Organohalogens are usually perceived by the public as undesirable pollutants of anthropogenic origin. However, 2,450 different naturally occurring halogenated compounds have been identified so far (15). The higher fungi, basidiomycetes, have a widespread capacity for biosynthesis of organohalogens (39). Adsorbable organic halogens (AOX) and/or low-molecular-weight halogenated compounds are produced by 68 genera of basidiomycetes from 20 different families (11). Most of the 81 halogenated metabolites identified from basidiomycetes to date are chlorinated, although brominated and iodated metabolites have also been demonstrated.

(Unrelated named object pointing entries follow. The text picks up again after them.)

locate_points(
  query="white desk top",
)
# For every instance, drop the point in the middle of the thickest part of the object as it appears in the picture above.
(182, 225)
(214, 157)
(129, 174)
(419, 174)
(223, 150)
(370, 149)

The compound 3,5-dichloro-p-anisyl alcohol belongs to the group of chlorinated anisyl metabolites (CAM) and is a major metabolite of fungi belonging to the genera Hypholoma, Pholiota, Stropharia, Lepista, Oudemansiella, Phellinus, Phylloporia, and Bjerkandera (11). When species belonging to these genera were grown in liquid culture media, the concentrations of 3,5-dichloro-p-anisyl alcohol ranged from 2.4 mg/liter in cultures of Phellinus torulosus to 108.4 mg/liter in cultures of Hypholoma elongatum (37).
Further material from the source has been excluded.